A plane was forced to make a heavier-than-normal landing when the pilot’s artificial arm became detached as the plane was coming in to land.
The Flybe flight was approaching Belfast City Airport, having flown from Birmingham with 47 passengers on board; conditions at Belfast were said to be “gusty,” and as the senior captain guided the aeroplane on its manual descent, his artificial arm became detached. The Dash 8 aircraft landed heavily at Belfast, but no-one was injured and the plane was undamaged.
Flybe have issued a statement describing the captain as one of their: “most experienced and trusted pilots” who had not compromised the safety of either passengers or crew at any point of the flight.
The 46 year-old pilot’s lower arm became detached after he had disengaged the auto-pilot and was flying the aircraft on its descent path manually; as he executed the “flare manoeuvre,” just before the plane touched down, his prosthetic lower left arm, which he had previously checked was firmly attached to the clamp used to fly the plane, became detached from the yoke clamp. The time constraints of the descent, meant that rather than ask the co-pilot to take over, the pilot felt a better course of action would be to move his right hand off the power levers and onto the yoke to get control of the plane.
The Air Accidents Investigation Branch (AAIB) has investigated the incident; the report describes how the pilot moved his hand to the yoke and regained control “but with power still applied and possibly a gust affecting the aircraft, a normal touchdown was followed by a bounce, from which the aircraft landed heavily.” The report also says that the pilot will be briefing future co-pilots just in case it happens again, but will more cautious about checking his prosthetic limb is securely attached.

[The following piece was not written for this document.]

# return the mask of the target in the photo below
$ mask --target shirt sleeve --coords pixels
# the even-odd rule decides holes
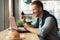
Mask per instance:
[[[45,19],[44,25],[41,28],[39,28],[39,35],[41,37],[45,37],[48,34],[48,32],[54,27],[54,24],[54,19],[52,17],[47,17]]]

Flybe’s Director of Flight Operations & Safety, Captain Ian Baston, said that Flybe was an equal opportunities employer: “in common with most airlines [this] means we do employ staff with reduced physical abilities. The safety of our passengers and crew is our number one priority. This means that Flybe not only adheres to the Civil Aviation Authority’s strict requirements relating to the employment of staff with a reduced physical ability, but exceeds them to ensure that safety is never compromised.” He added that “additional fail-safe safety checks” had been put in place “immediately to ensure that this type of incident could not happen again.”